Omaha’s weather is notorious for its extremes. The summers are humid, and average temperature is below freezing during some winter months. How do our bodies respond to these extreme conditions? Those are the questions that are being explored by researchers from the University of Nebraska Omaha (UNO) College of Education.
Located in the Health, Physical Education, and Recreation (HPER) building is an environmental chamber. The chamber is capable of simulating extreme weather conditions. Assistant professor Dr. Dustin Slivka and a team of researchers have been using the chamber to see how our bodies react to varying levels of heat, humidity, and altitude.
“We are now starting to discover what is going on inside the skeletal muscle from the cellular level and how that may ultimately affect function,” said Slivka.
Take the mitochondria, for example. You may remember it from your grade school biology class as the “powerhouse of the cell.” Slivka says recently the mitochondria is getting attention for being a critical component of different disease pathologies such as diabetes, peripheral artery disease, and metabolic disease. Mitochondrial dysfunction is also the leading hypothesis for aging.
“We are looking into ways where, basically, if you work out under certain conditions, can you hasten or enhance some of these adaptations in the muscle to the mitochondria?” said Slivka. Some of their evidence says working out in the cold can do this.
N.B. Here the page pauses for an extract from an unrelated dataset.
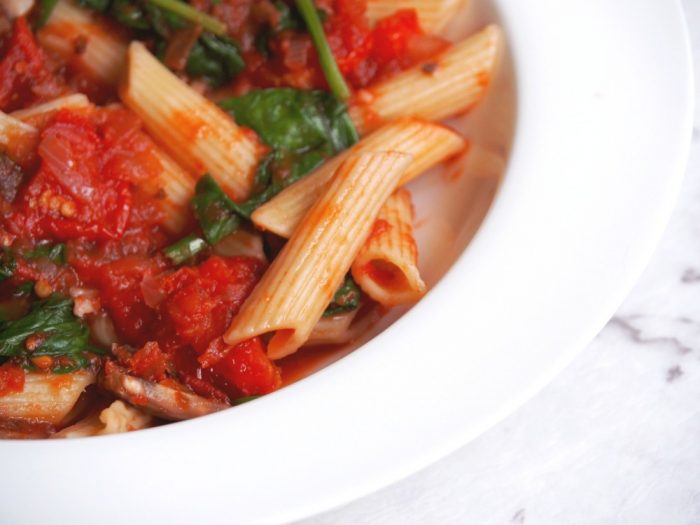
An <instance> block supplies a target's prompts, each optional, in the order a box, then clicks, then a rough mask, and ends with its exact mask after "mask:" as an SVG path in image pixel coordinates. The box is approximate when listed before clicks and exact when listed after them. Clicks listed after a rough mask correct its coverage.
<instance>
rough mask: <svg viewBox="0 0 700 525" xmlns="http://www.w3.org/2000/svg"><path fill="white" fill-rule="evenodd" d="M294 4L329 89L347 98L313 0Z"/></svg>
mask: <svg viewBox="0 0 700 525" xmlns="http://www.w3.org/2000/svg"><path fill="white" fill-rule="evenodd" d="M296 4H297V9H299V12H300V13H301V17H302V18H303V19H304V22H306V27H307V28H308V30H309V34H310V35H311V40H313V42H314V46H316V52H317V53H318V60H319V62H320V63H321V69H323V74H324V75H325V77H326V80H327V81H328V85H329V86H330V87H331V91H332V92H333V94H334V95H335V96H336V97H338V98H339V99H340V100H347V99H348V98H350V88H348V85H347V84H346V83H345V79H344V78H343V75H342V73H341V72H340V69H338V64H336V62H335V58H334V57H333V52H332V51H331V46H329V45H328V40H326V35H325V33H324V32H323V24H321V19H320V18H319V17H318V12H317V11H316V6H314V2H313V0H296Z"/></svg>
The research being conducted has some high level implications. With funding coming from the Department of Defense, there are military applications. However, the research also lends itself to general health.
“Ultimately, we want to lead to an increase in function from both the elite athletes of our military force, to diseased populations,” Slivka added.
The researchers take muscle samples from participants before and after workouts in the different conditions. Once they have the samples, they look at what kind of signals the muscles were receiving that led to adaptations in the mitochondria, and relate that to the signals that were received during workouts at different levels of heat, humidity, and altitude.
So is it a good idea to go on a run outside on a hot and humid day? Slivka says that it depends on the individual. The most important thing is to listen to your body. This is especially important on days when there is a high humidity index, and the temperature outside is higher than our body temperature (98.6 degrees). For most people, these are conditions that our muscles are not used to.
“The reality is most of us work in a nice, cool office, and then we go to our air-conditioned homes,” Slivka added.